Been thinking of how to best secure the doors when my wife and I are out wild camping.
How do you guys keep the doors secured from the inside? Was thinking of the chain type locks you get on house doors but wondered if there is something a little less odd out there you recommend?
nothing will stop a determined thief, they can just smash a window, if it makes you feel better chain/strap the two cab inside door handles together and a cable bike lock between cab door and slider, not much you can do with tailgate.
itchyfeet wrote:nothing will stop a determined thief, they can just smash a window, if it makes you feel better chain/strap the two cab inside door handles together and a cable bike lock between cab door and slider, not much you can do with tailgate.
My main worry is if I am steaming drunk after a night out and some thief quietly breaks in. Smashing windows should wake me after however many beers
I was thinking something like this:
If I can stop it rattling when driving it might be a good method?
I'd be more inclined to review my camping spots if you think there's a chance of someone breaking in while you're asleep.

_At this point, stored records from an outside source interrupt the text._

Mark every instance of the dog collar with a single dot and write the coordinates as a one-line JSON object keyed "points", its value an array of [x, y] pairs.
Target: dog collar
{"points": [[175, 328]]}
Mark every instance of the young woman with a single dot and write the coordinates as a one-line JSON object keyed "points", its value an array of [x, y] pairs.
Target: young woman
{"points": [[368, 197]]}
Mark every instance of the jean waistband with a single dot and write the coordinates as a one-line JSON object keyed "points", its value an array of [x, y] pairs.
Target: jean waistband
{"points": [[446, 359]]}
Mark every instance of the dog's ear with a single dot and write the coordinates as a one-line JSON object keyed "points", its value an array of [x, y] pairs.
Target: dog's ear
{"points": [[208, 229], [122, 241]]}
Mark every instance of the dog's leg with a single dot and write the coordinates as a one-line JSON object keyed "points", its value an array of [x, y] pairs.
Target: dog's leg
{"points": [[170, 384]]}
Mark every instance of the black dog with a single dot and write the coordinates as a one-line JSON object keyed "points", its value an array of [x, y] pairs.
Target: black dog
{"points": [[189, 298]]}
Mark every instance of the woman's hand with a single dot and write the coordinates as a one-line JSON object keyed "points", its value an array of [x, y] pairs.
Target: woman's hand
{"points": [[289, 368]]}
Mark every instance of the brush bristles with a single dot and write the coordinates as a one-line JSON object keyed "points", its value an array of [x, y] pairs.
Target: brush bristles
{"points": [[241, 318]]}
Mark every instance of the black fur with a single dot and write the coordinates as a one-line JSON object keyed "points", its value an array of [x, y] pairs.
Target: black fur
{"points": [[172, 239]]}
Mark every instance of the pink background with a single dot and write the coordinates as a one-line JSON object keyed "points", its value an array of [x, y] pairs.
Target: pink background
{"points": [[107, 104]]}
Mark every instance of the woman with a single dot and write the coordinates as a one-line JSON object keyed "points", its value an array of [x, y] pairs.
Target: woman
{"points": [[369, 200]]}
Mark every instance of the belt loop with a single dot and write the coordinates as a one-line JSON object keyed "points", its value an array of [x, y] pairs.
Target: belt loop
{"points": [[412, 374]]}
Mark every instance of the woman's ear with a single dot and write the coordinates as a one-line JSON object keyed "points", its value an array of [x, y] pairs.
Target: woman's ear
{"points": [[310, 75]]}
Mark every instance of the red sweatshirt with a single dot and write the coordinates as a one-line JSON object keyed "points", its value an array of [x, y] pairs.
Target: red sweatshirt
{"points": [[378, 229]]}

One of the advantages of parking on-site is security, or at least the feeling of security.
As Paul said, nothing will stop a determined thief, but you can limit your chances of encountering one.
A large dog might help too.
'86 1.9 DG, 4 spd, tintop, camper conversion.
Split case club member.
We very rarely stay at campsites much preferring to wild camp. In over 20 yrs of doing this We've never had a single worrying experience. I travelled the US where I wild camped just about every night for a year and any didn't have any problems whatsoever. Even in southern Texas along the Rio Grande/Mexican border I was fine. Italy, Croatia, Spain, France, Germany, all fine. I don't know where you plan to wild camp but you really have very little to worry about. Relax!
I always find conversations like this rather amusing when you consider the thousands of hardy souls camping in tents, your van is a fortress in comparison.
If you really must then most good alarms allow internal ultrasonics to be de-activated whilst sleeping, just means fitting switches to the tailgate and sliding door for the alarm to go off with the openers. Pretty much the setup I have on mine but I've long since stopped bothering with the sleep mode (if you want to call it that) de-activation.